Eaton Vance’s popular trading boss makes his case on why he believes concerns about illiquidity are overblown.

Since the end of the 2008 financial crisis, fixed income markets have had higher liquidity costs and greater price volatility.

This is largely a direct result of post-crisis financial reform, as actions taken by central bankers and regulators effectively transferred risk from the banking system to investors in the capital markets.

The Eaton Vance global income team believes that liquidity risk, like interest-rate risk and credit risk, can be best managed by focusing on trading in those specific risk factors, rather than just individual securities that package multiple factors together.

Of course, the first step to managing liquidity risk is understanding what liquidity really means. From our perspective, as long as there is a buyer and a seller for a given security, it is liquid.

A separate, important question is the price of that liquidity – most commonly expressed as the spread between the bid and the offer.

Spreads can widen in sectors or securities due to any number of technical or fundamental factors, and such widening increases liquidity’s cost.

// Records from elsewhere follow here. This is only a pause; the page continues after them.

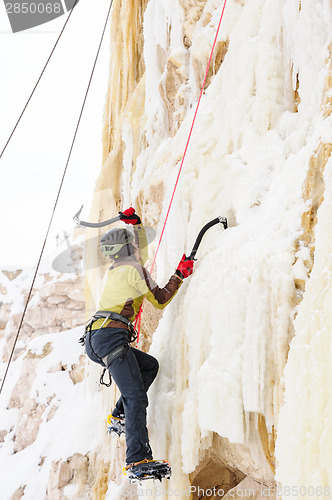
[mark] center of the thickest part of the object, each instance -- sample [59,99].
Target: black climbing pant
[133,375]
[133,371]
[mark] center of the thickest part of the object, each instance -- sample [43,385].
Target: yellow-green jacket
[128,282]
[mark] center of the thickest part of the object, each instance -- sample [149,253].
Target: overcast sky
[32,166]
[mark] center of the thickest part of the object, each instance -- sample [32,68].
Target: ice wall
[260,155]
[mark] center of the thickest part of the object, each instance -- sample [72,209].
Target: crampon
[148,469]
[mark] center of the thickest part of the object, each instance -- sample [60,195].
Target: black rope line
[37,83]
[56,201]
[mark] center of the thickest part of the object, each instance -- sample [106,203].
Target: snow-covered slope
[243,391]
[259,154]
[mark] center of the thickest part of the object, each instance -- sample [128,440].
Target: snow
[249,157]
[74,428]
[231,323]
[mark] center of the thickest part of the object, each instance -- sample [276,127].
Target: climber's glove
[185,267]
[129,217]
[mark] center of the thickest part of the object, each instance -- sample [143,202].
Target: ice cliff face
[258,300]
[243,397]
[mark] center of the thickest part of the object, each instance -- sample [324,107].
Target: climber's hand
[185,267]
[129,217]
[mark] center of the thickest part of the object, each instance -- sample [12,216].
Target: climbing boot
[148,469]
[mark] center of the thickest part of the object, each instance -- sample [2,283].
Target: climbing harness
[121,350]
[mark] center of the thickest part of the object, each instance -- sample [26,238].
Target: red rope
[138,317]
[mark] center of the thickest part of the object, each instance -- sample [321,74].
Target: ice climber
[110,332]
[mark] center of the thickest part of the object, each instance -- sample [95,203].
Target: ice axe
[217,220]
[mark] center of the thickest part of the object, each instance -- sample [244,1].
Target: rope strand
[56,201]
[40,77]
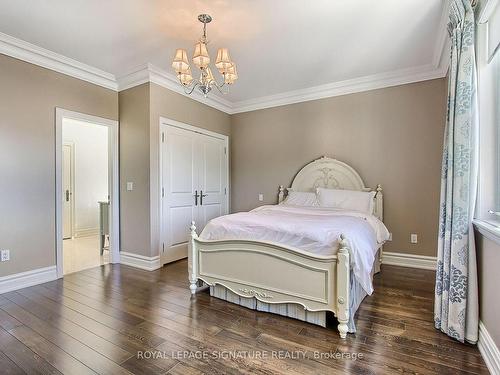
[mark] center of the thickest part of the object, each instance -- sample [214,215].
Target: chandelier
[201,59]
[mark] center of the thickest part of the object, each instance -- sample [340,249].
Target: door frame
[71,146]
[195,129]
[113,182]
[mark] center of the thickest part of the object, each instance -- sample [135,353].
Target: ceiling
[279,46]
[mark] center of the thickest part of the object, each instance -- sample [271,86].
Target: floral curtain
[456,302]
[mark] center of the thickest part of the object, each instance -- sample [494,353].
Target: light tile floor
[82,253]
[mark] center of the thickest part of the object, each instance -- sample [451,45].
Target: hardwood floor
[119,320]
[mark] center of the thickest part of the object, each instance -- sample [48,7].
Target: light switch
[5,255]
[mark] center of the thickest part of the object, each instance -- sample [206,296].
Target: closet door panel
[212,177]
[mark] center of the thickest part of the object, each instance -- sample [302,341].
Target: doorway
[87,227]
[194,183]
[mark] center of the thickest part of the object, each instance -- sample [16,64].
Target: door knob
[201,197]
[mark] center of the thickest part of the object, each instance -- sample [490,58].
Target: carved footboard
[274,274]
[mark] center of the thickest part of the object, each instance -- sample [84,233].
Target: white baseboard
[86,232]
[140,261]
[409,260]
[28,278]
[489,350]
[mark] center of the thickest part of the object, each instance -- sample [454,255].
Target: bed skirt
[291,310]
[296,311]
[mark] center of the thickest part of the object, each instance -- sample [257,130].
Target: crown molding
[442,47]
[31,53]
[36,55]
[351,86]
[486,10]
[151,73]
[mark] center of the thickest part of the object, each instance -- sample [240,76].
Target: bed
[295,261]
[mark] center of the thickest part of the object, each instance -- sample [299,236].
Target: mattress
[312,229]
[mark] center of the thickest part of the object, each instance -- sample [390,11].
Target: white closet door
[180,180]
[212,179]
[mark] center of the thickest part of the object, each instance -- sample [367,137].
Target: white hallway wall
[90,172]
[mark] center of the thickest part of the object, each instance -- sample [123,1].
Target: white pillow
[299,198]
[346,199]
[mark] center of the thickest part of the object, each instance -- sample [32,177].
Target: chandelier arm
[220,87]
[190,91]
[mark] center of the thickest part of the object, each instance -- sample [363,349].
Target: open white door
[67,204]
[194,181]
[180,181]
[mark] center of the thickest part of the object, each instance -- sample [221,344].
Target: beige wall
[140,111]
[28,97]
[391,136]
[134,167]
[488,255]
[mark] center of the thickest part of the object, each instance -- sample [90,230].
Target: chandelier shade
[201,59]
[180,62]
[185,77]
[200,56]
[223,60]
[231,75]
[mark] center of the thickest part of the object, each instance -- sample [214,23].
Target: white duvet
[312,229]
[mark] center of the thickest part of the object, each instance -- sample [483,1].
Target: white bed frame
[279,274]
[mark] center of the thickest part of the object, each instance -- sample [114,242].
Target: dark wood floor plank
[81,334]
[23,357]
[75,348]
[8,366]
[50,352]
[107,317]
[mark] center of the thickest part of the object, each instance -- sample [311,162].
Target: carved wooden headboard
[333,174]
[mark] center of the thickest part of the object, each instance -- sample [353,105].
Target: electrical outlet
[5,255]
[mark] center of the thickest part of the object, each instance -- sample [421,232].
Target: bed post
[379,206]
[192,259]
[281,194]
[343,269]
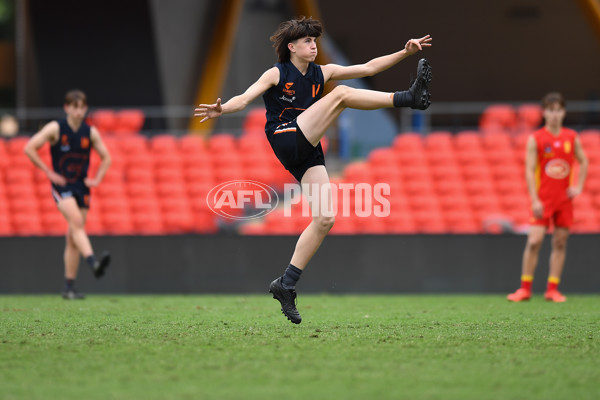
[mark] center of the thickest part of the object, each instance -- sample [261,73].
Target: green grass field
[347,347]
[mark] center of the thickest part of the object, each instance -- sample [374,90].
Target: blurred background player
[297,118]
[551,152]
[71,140]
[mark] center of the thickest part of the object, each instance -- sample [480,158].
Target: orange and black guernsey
[293,94]
[71,159]
[71,153]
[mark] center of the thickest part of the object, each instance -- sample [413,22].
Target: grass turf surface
[347,347]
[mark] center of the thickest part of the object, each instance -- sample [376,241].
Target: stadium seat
[164,144]
[590,139]
[205,222]
[192,143]
[371,225]
[54,224]
[197,160]
[468,140]
[252,228]
[27,224]
[344,225]
[254,122]
[118,223]
[358,172]
[5,225]
[496,141]
[129,145]
[461,221]
[148,223]
[430,222]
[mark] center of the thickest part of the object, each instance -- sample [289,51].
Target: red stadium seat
[344,226]
[430,222]
[400,222]
[54,224]
[370,225]
[529,117]
[358,172]
[497,141]
[590,139]
[468,140]
[192,143]
[222,143]
[205,222]
[254,122]
[164,144]
[27,224]
[133,144]
[148,223]
[253,228]
[118,223]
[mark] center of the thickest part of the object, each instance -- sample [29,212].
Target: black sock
[290,277]
[91,260]
[403,99]
[69,284]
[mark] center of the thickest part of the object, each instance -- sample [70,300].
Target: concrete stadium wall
[344,264]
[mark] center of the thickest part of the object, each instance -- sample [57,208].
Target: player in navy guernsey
[298,115]
[71,140]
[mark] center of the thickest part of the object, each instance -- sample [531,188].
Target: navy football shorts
[78,191]
[294,151]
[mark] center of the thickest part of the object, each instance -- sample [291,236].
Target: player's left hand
[573,192]
[415,45]
[89,182]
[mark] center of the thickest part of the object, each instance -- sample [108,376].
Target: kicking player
[298,115]
[71,140]
[551,152]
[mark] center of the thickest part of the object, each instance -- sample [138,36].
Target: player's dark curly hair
[552,98]
[75,96]
[289,31]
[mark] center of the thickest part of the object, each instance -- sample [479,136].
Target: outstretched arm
[105,159]
[267,80]
[49,133]
[530,166]
[376,65]
[575,191]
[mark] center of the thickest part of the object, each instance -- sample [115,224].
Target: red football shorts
[560,215]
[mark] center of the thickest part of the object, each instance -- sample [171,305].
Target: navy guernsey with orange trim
[292,95]
[71,153]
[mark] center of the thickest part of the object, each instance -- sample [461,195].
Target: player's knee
[325,223]
[559,243]
[341,92]
[76,223]
[534,243]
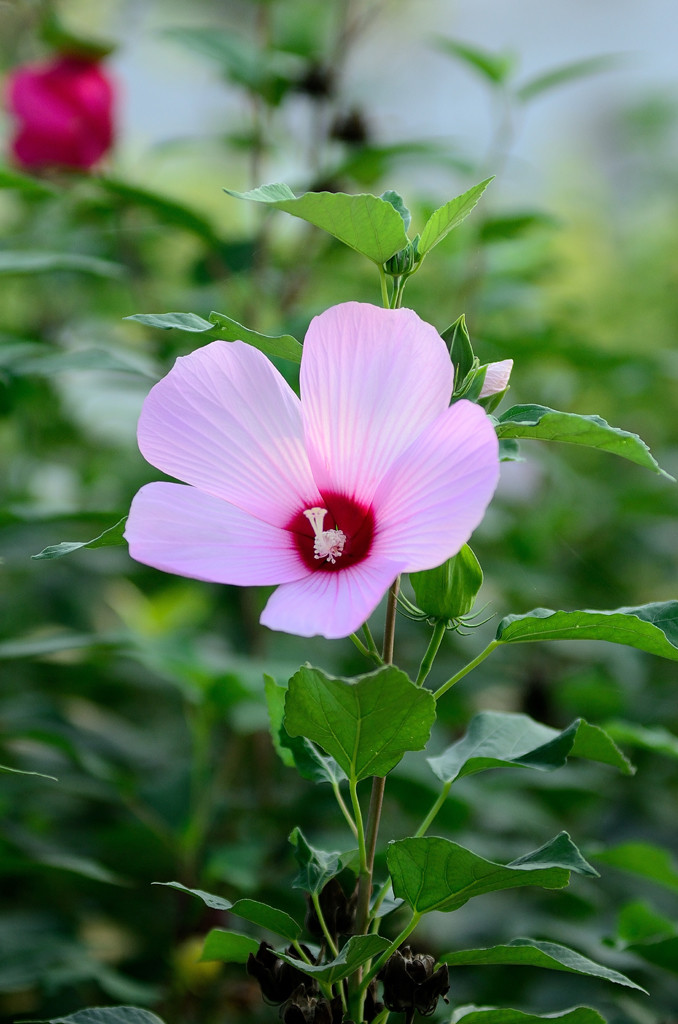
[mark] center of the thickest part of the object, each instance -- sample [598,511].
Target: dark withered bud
[318,82]
[411,983]
[337,908]
[373,1007]
[278,979]
[303,1008]
[350,128]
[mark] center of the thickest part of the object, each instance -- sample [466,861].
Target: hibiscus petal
[330,604]
[371,380]
[180,529]
[225,421]
[433,498]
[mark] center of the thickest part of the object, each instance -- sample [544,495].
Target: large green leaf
[297,752]
[652,628]
[109,1015]
[283,345]
[498,739]
[231,947]
[442,220]
[315,866]
[545,424]
[501,1015]
[433,873]
[658,739]
[652,862]
[222,327]
[366,724]
[531,952]
[357,950]
[368,224]
[110,538]
[32,261]
[250,909]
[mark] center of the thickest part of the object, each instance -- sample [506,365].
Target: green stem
[385,301]
[378,783]
[397,941]
[357,814]
[467,668]
[371,645]
[426,823]
[344,810]
[332,945]
[431,651]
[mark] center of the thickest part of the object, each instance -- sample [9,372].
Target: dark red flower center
[353,522]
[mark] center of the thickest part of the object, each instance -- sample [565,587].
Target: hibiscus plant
[369,485]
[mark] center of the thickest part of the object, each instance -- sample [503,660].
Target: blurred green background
[141,692]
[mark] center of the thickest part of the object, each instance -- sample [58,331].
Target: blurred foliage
[143,693]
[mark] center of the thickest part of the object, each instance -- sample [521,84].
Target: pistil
[328,544]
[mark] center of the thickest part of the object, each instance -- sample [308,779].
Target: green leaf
[397,203]
[19,771]
[500,1015]
[283,345]
[168,322]
[449,216]
[648,861]
[41,262]
[221,327]
[497,739]
[652,628]
[639,923]
[433,873]
[231,947]
[565,74]
[531,952]
[316,866]
[110,538]
[366,223]
[168,210]
[358,949]
[10,178]
[108,1015]
[657,739]
[367,724]
[297,752]
[495,67]
[214,902]
[250,909]
[541,423]
[47,361]
[269,73]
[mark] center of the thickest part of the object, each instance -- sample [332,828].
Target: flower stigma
[329,544]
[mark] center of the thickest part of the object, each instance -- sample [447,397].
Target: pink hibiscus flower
[64,109]
[370,474]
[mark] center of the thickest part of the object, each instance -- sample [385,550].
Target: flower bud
[411,983]
[64,110]
[277,978]
[497,378]
[449,591]
[403,261]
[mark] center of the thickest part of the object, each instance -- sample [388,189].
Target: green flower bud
[404,261]
[449,591]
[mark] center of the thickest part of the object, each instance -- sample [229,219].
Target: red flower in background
[65,114]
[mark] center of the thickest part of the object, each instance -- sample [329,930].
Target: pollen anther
[329,544]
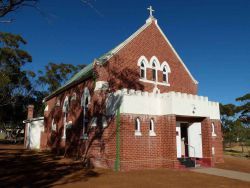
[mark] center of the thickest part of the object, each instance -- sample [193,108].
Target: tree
[16,89]
[15,81]
[55,75]
[8,6]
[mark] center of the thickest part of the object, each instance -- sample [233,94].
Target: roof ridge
[104,58]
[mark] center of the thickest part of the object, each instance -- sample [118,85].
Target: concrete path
[224,173]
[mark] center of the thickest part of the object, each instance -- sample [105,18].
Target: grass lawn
[235,163]
[22,168]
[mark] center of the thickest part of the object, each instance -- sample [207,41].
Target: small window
[53,125]
[73,97]
[152,128]
[153,72]
[137,127]
[143,70]
[165,75]
[213,130]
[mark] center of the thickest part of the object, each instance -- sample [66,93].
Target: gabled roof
[81,75]
[88,70]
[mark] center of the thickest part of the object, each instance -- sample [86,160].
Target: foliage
[7,6]
[55,75]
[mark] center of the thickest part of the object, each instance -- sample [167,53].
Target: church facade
[135,107]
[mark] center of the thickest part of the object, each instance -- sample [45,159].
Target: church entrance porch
[189,146]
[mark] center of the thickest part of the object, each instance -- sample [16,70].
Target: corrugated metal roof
[82,74]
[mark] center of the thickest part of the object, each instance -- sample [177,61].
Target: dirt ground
[235,163]
[22,168]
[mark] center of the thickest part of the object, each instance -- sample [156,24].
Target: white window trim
[165,73]
[138,130]
[53,125]
[152,132]
[213,130]
[156,71]
[143,68]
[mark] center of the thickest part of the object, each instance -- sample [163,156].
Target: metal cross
[151,11]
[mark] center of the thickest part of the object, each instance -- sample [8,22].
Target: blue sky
[211,36]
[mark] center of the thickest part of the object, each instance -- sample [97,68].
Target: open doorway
[184,140]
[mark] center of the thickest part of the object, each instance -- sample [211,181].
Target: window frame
[165,74]
[213,129]
[154,72]
[137,127]
[152,127]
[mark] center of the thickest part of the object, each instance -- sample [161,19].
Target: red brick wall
[53,139]
[139,152]
[121,71]
[217,142]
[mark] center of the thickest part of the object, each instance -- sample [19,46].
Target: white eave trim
[164,36]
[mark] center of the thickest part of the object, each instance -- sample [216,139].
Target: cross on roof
[151,11]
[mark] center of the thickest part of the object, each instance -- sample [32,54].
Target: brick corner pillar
[169,141]
[30,114]
[207,141]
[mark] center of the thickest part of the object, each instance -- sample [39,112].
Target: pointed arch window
[165,74]
[65,111]
[154,71]
[137,127]
[143,70]
[85,101]
[152,128]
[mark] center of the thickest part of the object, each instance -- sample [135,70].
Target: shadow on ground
[23,168]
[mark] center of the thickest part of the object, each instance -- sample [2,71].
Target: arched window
[137,127]
[165,74]
[65,111]
[143,70]
[152,128]
[53,125]
[213,130]
[153,71]
[85,101]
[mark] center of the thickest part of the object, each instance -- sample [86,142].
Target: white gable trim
[143,58]
[158,66]
[167,66]
[164,36]
[128,40]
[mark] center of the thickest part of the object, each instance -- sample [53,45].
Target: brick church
[135,107]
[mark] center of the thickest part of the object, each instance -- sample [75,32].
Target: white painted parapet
[138,102]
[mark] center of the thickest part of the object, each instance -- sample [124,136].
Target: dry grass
[22,168]
[235,163]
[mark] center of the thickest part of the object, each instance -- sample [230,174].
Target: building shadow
[23,168]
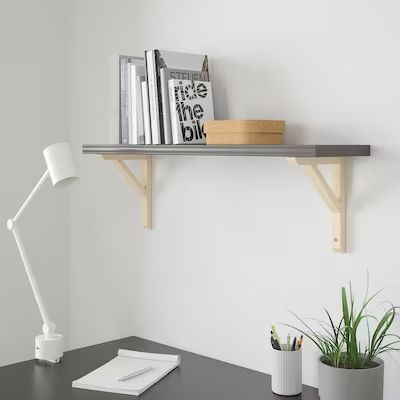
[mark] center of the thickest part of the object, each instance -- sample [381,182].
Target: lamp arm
[48,326]
[40,183]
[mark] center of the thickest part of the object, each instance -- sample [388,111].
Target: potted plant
[350,369]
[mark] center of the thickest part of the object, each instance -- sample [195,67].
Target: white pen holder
[286,374]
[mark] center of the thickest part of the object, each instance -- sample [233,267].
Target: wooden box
[244,131]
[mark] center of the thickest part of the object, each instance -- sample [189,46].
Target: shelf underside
[232,150]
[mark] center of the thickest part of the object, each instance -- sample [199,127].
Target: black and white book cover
[155,61]
[170,73]
[191,105]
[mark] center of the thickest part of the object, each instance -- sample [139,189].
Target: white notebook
[105,378]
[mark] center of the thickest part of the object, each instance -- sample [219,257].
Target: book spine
[134,109]
[129,104]
[166,114]
[139,111]
[146,113]
[172,108]
[124,112]
[157,76]
[152,90]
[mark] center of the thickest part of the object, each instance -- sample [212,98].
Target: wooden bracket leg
[334,195]
[142,185]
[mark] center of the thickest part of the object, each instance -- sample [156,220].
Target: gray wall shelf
[310,157]
[233,150]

But that should not be confused with illiquidity, which has been a very rare, transient occurrence in major US capital markets.

In the absence of a true liquidity crisis, most concerns about “illiquidity” are unfounded, and describing securities as “illiquid” can be potentially misleading. Here are three common misconceptions:

The price of liquidity is fixed – Liquidity is a good and, like all other goods, the price varies under different scenarios and over time. Some investors, however, apparently believe that it is unvarying. Thus, when bid/offer spreads increase for a security, it is mistakenly deemed “illiquid.”

Liquidity costs too much – Some investors believe a security is “illiquid” when the bid/offer spread exceeds their willingness to pay the cost.

While undoubtedly painful and unfortunate for an individual investor, the price of liquidity is market-driven. Liquidity is available for those prepared to accept the premium required to buy or sell.

Liquidity varies by bond position size – Some investors define liquidity based on how long it would take to sell their entire position in a particular security. The per-unit cost of liquidity for larger positions may be greater than for smaller ones, but it is not the liquidity that changes with position size, just its price.

Bottom line

Fluctuating liquidity costs and bond prices are part of normally functioning markets. Investors who understand these dynamics may be well-positioned to benefit over the medium-to-longer term.